PEFC Waldhauptstadt Warstein wird WaldLokal

Partner unterzeichnen Vertrag

Warstein, 24. September 2021. Auch die Wälder in der Stadt Warstein sind nach drei Dürrejahren mit Borkenkäferbefall in einem dramatisch schlechten Zustand. Die Landschaft ist seither oft nicht wiederzuerkennen, weil teils großflächig gerodet werden musste. Auch die Flächen rundum das Wahrzeichen der Stadt, dem Lörmecketurm, sind hiervon betroffen. „Die PEFC-Waldhauptstadt Warstein wird Partner des WaldLokals, sodass mit Hilfe von Spendengeldern der Wald wieder aufgeforstet werden kann. Das soll in ganz Südwestfalen und zuallererst direkt vor der eigenen Haustür geschehen. Also Lokal!“, erläutert Stefan Redder, Erster Beigeordneter und Stadtkämmerer der Stadt Warstein.

„Fast all unsere Fichten haben wir durch die Dürre in den letzten Jahren und den Borkenkäferbefall verloren. In den nächsten Jahren müssen wir geschätzte 2.000 Hektar Wald bzw. ca. 6-8 Mio. Bäume neu anpflanzen. Bis diese Bäume so gewachsen sind, dass diese geerntet werden können vergehen ca. 80 Jahre. Bis dahin müssen wir viel Arbeit in den Wald stecken“, erklärt Lena Arens, neue Leiterin des Sachgebietes Forst der Stadt Warstein. Am Lörmecketurm wird ab Oktober eine 5 Hektar große Fläche mit Hilfe vom Waldlokal aufgeforstet. 

(vl) Mario Ernst (WaldLokal), Stefan Redder (Stadt Warstein) und Andrea Tigges (WaldLokal)

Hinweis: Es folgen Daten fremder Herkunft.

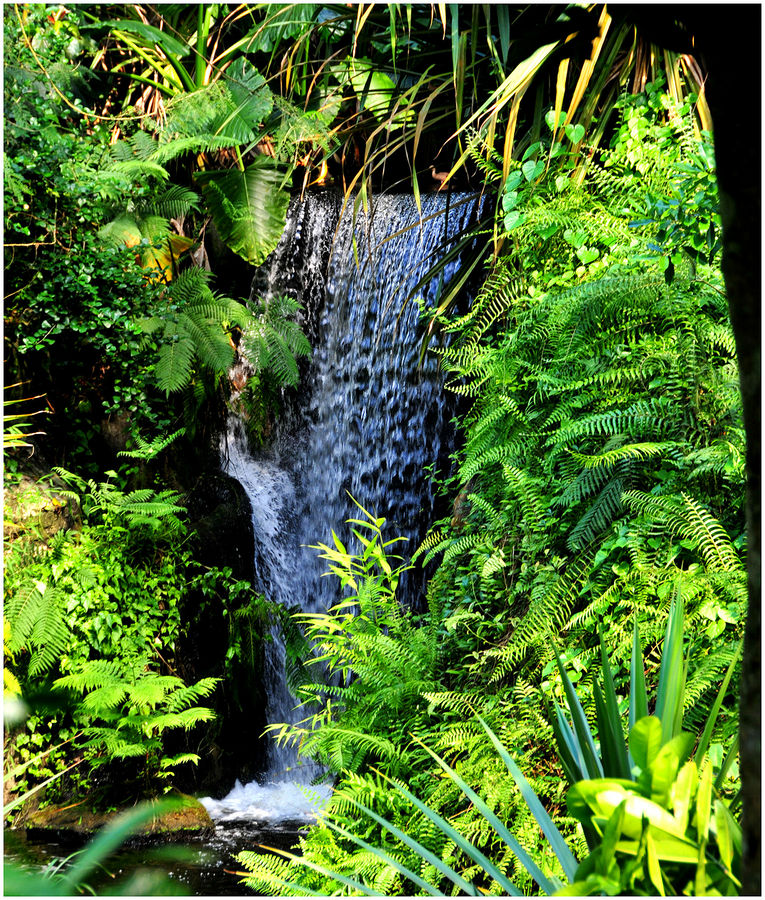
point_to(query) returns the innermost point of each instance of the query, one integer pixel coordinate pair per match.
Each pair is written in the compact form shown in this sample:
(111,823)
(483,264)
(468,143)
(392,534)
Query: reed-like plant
(655,818)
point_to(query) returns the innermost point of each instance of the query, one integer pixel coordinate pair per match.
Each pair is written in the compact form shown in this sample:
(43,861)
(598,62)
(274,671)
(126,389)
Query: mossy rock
(186,815)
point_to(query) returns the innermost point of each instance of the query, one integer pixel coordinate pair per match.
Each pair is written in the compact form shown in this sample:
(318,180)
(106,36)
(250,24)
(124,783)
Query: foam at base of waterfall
(272,803)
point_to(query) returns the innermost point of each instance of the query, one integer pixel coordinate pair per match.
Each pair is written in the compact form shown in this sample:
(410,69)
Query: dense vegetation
(580,651)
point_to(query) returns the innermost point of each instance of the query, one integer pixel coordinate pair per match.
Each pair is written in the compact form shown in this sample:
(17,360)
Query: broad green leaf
(513,219)
(654,867)
(532,169)
(668,849)
(251,103)
(682,792)
(602,796)
(249,208)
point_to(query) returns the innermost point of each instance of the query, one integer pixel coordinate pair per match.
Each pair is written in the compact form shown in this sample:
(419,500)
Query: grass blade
(669,696)
(421,851)
(559,846)
(343,879)
(531,867)
(381,854)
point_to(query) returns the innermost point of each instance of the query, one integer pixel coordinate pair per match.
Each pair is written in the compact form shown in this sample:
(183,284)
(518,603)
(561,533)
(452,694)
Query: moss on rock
(185,814)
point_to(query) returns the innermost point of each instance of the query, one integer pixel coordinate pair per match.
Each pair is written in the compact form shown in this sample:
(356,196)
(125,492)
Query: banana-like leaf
(249,208)
(251,103)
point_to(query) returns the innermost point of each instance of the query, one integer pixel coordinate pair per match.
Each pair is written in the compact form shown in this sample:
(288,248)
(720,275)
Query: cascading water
(367,422)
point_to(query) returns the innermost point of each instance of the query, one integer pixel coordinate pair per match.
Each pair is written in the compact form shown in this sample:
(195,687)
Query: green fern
(36,621)
(127,708)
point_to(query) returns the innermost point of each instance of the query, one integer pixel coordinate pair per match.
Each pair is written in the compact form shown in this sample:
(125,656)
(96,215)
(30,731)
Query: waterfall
(366,422)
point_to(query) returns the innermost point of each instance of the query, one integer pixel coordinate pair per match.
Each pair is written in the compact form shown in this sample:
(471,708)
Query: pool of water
(251,815)
(191,866)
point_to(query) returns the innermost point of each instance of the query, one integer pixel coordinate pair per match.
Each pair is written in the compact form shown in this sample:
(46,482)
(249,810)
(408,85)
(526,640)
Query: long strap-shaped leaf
(638,693)
(560,847)
(421,851)
(523,857)
(581,725)
(671,690)
(714,712)
(612,743)
(431,889)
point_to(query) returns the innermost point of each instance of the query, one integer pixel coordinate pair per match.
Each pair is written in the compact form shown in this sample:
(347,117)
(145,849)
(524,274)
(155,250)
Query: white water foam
(271,803)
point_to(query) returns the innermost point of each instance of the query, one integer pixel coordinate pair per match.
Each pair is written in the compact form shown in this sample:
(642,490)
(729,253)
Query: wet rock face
(230,746)
(34,509)
(186,815)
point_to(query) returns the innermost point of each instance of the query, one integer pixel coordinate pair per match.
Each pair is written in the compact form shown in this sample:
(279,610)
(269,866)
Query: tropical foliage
(503,739)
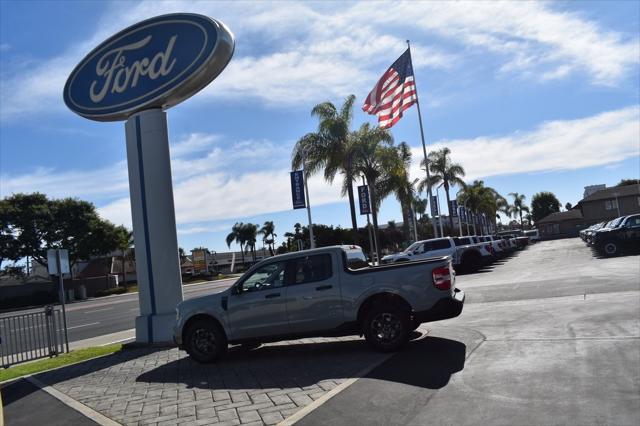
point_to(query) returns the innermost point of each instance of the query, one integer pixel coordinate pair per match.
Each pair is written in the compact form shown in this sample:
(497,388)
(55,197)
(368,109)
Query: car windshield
(412,247)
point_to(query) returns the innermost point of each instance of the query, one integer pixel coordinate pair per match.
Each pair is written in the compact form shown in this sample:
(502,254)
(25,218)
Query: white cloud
(294,53)
(598,140)
(103,182)
(219,192)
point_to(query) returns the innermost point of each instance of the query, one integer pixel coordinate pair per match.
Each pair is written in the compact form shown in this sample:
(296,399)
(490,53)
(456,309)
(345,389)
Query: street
(104,316)
(548,336)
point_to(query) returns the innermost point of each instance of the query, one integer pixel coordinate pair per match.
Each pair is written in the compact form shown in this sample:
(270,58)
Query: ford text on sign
(297,189)
(156,63)
(363,195)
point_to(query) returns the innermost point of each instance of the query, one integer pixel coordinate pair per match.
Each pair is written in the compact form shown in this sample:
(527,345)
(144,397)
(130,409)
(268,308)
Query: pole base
(155,329)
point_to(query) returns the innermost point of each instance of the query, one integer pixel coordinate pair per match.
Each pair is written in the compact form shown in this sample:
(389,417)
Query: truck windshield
(356,259)
(462,241)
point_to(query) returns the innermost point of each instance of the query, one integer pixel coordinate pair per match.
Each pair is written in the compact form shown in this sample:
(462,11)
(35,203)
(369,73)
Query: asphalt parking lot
(548,336)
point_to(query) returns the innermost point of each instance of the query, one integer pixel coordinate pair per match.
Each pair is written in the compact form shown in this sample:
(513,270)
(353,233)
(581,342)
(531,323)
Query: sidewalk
(164,387)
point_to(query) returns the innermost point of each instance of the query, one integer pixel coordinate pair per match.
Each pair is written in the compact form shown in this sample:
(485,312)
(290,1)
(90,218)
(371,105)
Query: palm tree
(483,199)
(374,157)
(268,235)
(249,233)
(518,206)
(124,239)
(238,236)
(398,181)
(330,148)
(445,172)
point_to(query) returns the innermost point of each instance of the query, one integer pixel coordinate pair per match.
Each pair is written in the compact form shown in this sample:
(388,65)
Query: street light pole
(371,246)
(306,193)
(439,211)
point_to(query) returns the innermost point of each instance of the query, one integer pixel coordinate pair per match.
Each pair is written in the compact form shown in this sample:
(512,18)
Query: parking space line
(83,325)
(98,310)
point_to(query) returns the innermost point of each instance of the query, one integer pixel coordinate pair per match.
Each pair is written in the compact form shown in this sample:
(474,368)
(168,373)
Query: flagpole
(424,147)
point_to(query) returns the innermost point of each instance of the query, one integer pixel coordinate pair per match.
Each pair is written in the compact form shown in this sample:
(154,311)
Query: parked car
(329,291)
(467,254)
(586,234)
(533,235)
(623,235)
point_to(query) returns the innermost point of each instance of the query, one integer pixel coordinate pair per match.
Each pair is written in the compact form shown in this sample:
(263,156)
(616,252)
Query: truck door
(259,308)
(314,302)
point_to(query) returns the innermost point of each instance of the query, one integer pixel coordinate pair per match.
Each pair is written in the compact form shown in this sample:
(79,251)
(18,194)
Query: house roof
(616,191)
(573,214)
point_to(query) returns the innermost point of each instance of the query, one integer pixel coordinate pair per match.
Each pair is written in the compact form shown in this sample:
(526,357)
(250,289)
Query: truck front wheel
(204,341)
(387,328)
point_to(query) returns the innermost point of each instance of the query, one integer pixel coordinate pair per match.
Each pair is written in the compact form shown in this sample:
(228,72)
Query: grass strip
(72,357)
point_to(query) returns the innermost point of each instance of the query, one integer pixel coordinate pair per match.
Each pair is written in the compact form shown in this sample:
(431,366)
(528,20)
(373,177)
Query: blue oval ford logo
(156,63)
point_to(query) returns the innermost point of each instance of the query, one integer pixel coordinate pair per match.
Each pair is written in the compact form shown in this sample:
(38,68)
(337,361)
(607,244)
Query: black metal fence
(30,336)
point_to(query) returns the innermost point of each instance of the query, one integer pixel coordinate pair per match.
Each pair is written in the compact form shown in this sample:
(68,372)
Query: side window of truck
(440,244)
(265,278)
(310,269)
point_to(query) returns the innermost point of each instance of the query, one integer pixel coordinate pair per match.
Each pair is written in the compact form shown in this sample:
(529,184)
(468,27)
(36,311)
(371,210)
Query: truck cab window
(265,278)
(312,268)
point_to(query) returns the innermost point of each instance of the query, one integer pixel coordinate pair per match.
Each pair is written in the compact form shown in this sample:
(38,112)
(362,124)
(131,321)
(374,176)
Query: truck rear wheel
(610,248)
(204,341)
(387,328)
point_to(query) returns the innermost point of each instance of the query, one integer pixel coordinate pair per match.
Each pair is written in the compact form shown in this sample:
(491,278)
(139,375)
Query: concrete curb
(72,403)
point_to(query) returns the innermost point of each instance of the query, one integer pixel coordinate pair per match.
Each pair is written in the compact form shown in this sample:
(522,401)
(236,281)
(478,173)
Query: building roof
(616,191)
(573,214)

WaldLokal bietet Menschen, für die das Thema nachhaltiges, natürliches Aufforsten eine Herzensangelegenheit ist, die Möglichkeit, über die WaldLokal-Homepage, verschiedene Pakete zu wählen: Baum- oder Flächenpatenschaften, CO2-Fußabdruckermittlung und Kompensation. Als Waldlokal-Community ist man nicht nur ein anonymer Spender, sondern man kann aktiv mitwirken und an Pflanztagen teilnehmen oder die Entwicklungen in den WaldLokalen online mitverfolgen. „Auf Wunsch, begleiten wir auch Unternehmen zur Klimaneutralität, sogar zur Klimapositivität“, erzählen Andrea Tigges und Mario Ernst, Gründer sowie Geschäftsführende Gesellschafter der WaldLokal gGmbH und rufen zum Mitmachen auf: „Seid dabei, wenn es darum geht, in unseren Wäldern neue Wurzeln für eine nachhaltige Zukunft zu schlagen. Jeder kann mitmachen: Unternehmen, Vereine, Schulen und Kindergärten, Familien und Einzelpersonen“.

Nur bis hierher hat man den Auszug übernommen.